Get with the program
The nasty thing about automatic mode is that it thinks it's smarter than you. In this mode, you can't change any of the camera's settings, not even the flash, which is a nuisance when you're shooting in dimly lit bars and you want to stick to the ambient lighting.
This is where swapping over to the Program mode (depicted as 'P' on the mode dial) comes in handy. Left untouched, it works just like Auto in that it automatically adjusts the aperture and shutter speed to get the right exposure, but you also have the freedom of changing various camera settings like the flash mode, white balance, and ISO.
The raw deal
Once you venture out of the safety net of automatic, it's natural to make a few mistakes here and there. Image editing software on your PC can help fix common issues such as exposure, red eye and brightness, and even if all of your photos already look peachy out of the camera, giving them an extra spit-shine on your computer will almost always make them look better.
Out of the box, cameras save photos in the common JPG format, and this has the advantage of small file sizes and universal compatibility with every image viewer/editor. However, this format also compresses all of the data in your images in-camera. One of the advantages of shooting with a digital SLR is that you have the option of saving your photos in RAW.
RAW is the digital equivalent of a film negative, as it captures all of the data recorded by your camera for each photo. Shooting in RAW has two benefits: first, you'll get a better result processing the image from RAW to JPG on your computer than you will in-camera, as the former is far more powerful. Even better, when it comes time to editing your photos, your image editor will have a lot more information to work with compared to JPG, giving you more leeway for correcting things like white balance, blown highlights and sharpness.

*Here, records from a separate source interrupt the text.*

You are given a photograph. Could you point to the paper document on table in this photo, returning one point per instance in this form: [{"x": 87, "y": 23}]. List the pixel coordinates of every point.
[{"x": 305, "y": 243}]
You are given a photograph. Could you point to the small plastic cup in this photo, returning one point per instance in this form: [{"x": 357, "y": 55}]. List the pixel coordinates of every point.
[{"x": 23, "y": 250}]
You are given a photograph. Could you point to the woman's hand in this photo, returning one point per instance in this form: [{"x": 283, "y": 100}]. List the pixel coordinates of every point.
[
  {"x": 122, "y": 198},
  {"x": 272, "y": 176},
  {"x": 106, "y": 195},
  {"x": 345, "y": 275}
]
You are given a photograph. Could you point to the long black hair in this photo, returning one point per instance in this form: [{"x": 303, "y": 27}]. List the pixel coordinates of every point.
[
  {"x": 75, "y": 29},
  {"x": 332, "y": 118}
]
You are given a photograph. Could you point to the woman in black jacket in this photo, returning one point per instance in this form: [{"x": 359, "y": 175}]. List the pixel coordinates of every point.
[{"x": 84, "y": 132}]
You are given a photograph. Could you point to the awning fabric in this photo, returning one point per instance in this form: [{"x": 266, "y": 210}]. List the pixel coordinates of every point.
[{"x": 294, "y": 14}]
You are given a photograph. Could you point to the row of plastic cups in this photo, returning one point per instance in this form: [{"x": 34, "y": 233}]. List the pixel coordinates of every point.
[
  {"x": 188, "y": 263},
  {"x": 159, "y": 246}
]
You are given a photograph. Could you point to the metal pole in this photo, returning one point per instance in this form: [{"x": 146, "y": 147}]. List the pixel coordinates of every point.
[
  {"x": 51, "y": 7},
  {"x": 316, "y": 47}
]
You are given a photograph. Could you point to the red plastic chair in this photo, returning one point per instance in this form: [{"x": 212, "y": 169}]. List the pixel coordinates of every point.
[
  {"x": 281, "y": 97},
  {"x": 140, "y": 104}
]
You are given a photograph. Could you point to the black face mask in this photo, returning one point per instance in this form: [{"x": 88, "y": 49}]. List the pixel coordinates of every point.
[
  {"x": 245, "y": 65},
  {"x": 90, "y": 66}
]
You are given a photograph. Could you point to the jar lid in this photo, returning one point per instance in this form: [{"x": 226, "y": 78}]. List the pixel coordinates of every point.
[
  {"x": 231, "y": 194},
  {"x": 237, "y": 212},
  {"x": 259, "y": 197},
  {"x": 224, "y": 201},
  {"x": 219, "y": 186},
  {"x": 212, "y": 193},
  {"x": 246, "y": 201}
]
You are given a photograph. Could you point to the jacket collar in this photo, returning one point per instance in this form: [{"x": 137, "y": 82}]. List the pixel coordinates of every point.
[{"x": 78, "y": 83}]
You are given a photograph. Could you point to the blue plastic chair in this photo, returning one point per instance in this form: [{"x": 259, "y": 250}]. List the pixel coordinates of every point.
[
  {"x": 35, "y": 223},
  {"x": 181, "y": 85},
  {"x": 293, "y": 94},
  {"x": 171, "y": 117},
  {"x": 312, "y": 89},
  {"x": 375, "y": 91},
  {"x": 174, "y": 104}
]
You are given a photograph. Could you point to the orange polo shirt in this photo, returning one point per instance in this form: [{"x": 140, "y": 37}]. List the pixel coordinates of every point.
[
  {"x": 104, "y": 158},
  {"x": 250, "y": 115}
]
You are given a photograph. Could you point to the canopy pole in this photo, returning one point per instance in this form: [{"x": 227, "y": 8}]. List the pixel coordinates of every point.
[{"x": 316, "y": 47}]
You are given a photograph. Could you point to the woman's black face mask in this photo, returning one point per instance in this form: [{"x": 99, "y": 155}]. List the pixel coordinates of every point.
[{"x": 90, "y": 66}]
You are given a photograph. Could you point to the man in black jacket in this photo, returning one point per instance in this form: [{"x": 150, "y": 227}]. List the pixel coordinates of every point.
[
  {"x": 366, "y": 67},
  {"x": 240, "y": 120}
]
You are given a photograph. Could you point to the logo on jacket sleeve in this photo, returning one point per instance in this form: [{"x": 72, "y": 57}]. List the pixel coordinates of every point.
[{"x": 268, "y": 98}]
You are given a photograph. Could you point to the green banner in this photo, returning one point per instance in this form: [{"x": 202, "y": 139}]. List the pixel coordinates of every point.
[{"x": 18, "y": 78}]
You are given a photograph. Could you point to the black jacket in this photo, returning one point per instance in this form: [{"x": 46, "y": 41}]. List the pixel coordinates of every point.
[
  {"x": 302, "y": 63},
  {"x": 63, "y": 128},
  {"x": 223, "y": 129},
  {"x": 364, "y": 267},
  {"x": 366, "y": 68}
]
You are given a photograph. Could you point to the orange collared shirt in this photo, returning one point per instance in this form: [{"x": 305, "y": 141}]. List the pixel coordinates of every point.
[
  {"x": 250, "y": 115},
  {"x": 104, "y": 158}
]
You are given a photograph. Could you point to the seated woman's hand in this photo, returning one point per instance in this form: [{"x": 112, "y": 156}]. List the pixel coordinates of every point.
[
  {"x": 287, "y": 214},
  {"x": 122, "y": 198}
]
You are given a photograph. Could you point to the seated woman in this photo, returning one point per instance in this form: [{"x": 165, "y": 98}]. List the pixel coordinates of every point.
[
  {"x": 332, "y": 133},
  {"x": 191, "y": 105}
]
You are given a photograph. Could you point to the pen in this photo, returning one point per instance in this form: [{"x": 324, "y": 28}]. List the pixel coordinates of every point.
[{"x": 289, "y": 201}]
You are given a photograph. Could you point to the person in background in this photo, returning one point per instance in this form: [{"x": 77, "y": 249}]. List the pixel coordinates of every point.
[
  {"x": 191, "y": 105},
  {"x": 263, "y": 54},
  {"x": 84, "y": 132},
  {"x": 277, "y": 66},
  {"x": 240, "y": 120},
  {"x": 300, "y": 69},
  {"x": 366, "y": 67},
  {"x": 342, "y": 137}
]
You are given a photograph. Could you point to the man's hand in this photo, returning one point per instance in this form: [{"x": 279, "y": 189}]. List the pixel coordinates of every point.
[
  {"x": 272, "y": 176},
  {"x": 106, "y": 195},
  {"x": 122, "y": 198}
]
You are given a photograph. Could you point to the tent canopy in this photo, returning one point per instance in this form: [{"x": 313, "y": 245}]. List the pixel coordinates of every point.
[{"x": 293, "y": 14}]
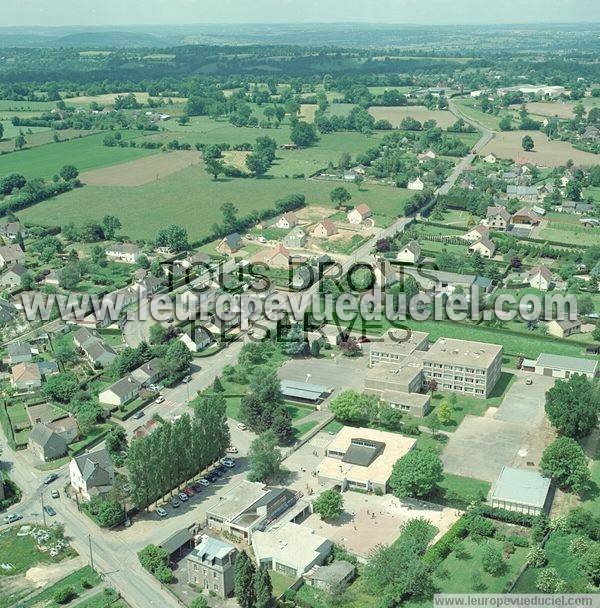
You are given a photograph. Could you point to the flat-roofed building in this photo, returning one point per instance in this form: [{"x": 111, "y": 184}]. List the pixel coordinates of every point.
[
  {"x": 463, "y": 366},
  {"x": 290, "y": 549},
  {"x": 559, "y": 366},
  {"x": 362, "y": 458},
  {"x": 521, "y": 490},
  {"x": 249, "y": 507},
  {"x": 397, "y": 346}
]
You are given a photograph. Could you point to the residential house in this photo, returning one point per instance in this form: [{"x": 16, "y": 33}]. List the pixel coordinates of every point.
[
  {"x": 92, "y": 473},
  {"x": 211, "y": 566},
  {"x": 497, "y": 218},
  {"x": 46, "y": 444},
  {"x": 11, "y": 255},
  {"x": 12, "y": 277},
  {"x": 287, "y": 221},
  {"x": 416, "y": 184},
  {"x": 523, "y": 193},
  {"x": 476, "y": 234},
  {"x": 196, "y": 338},
  {"x": 295, "y": 239},
  {"x": 278, "y": 258},
  {"x": 19, "y": 352},
  {"x": 359, "y": 214},
  {"x": 126, "y": 253},
  {"x": 230, "y": 244},
  {"x": 540, "y": 278},
  {"x": 525, "y": 216},
  {"x": 564, "y": 328},
  {"x": 410, "y": 253},
  {"x": 26, "y": 376},
  {"x": 484, "y": 247},
  {"x": 324, "y": 229},
  {"x": 13, "y": 230},
  {"x": 120, "y": 392}
]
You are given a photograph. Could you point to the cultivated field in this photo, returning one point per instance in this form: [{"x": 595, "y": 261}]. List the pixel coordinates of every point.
[
  {"x": 108, "y": 99},
  {"x": 193, "y": 199},
  {"x": 396, "y": 114},
  {"x": 142, "y": 170},
  {"x": 86, "y": 153},
  {"x": 507, "y": 144}
]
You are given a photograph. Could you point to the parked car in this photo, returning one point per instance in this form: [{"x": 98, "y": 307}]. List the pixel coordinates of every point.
[{"x": 13, "y": 517}]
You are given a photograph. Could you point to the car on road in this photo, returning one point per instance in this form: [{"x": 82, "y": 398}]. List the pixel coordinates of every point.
[{"x": 13, "y": 517}]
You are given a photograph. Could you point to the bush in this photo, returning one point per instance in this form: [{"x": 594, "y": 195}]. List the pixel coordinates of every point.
[{"x": 65, "y": 595}]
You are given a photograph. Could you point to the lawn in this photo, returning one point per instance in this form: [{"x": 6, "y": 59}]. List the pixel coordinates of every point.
[
  {"x": 85, "y": 153},
  {"x": 22, "y": 552},
  {"x": 193, "y": 199},
  {"x": 80, "y": 580}
]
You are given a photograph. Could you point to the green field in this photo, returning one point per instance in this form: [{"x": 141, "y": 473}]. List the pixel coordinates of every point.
[
  {"x": 193, "y": 199},
  {"x": 85, "y": 153}
]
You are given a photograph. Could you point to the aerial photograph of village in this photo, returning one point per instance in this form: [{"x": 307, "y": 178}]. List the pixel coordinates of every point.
[{"x": 299, "y": 303}]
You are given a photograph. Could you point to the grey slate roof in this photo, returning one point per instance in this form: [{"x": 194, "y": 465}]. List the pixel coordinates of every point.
[{"x": 522, "y": 487}]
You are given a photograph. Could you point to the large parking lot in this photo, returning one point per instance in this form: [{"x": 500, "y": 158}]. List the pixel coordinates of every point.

Each brand of digital SLR has its own proprietary RAW file format, so you'll need to use the software that your camera came with to edit those photos. Some third party image editors such as Adobe Lightroom also support most of the RAW formats.
Sometimes blur is good
Feeling adventurous? Aperture priority is best semi-manual mode for everyday photography (denoted by the 'A' on the mode dial), and it will get you producing professional-looking photos in no time. This mode affects how much of an image is in focus – also known as its depth of field.
A large depth of field (generally f-stops of f16 and over) makes everything in the frame sharp, and this is good for landscapes and group shots. A shallow depth of field, on the other hand (apertures of f4.0 and lower), makes the point of focus sharp and the rest of the image blurry. The lower the aperture, the 'creamier' the background blur is – a desirable trait for portraits, as it removes any distracting elements in the background.
There are two caveats when it comes to shooting in aperture priority mode. Since the aperture has a direct correlation to the camera's shutter speed, setting the aperture too low (which, unintuitively, is represented by higher f-stop numbers) can result in shutter speeds that are too slow for shooting without shaking the camera.
The other thing to bear in mind is that the maximum aperture (represented by smaller f-stop numbers) you can shoot at is dependent on your camera lens – the more expensive it is, the wider you'll be able to shoot at. That said, you can get amazing results out of your camera for very little money by picking up a cheap 50mm f1.8 lens. For most camera brands, these are available for under $200 and are well worth the investment.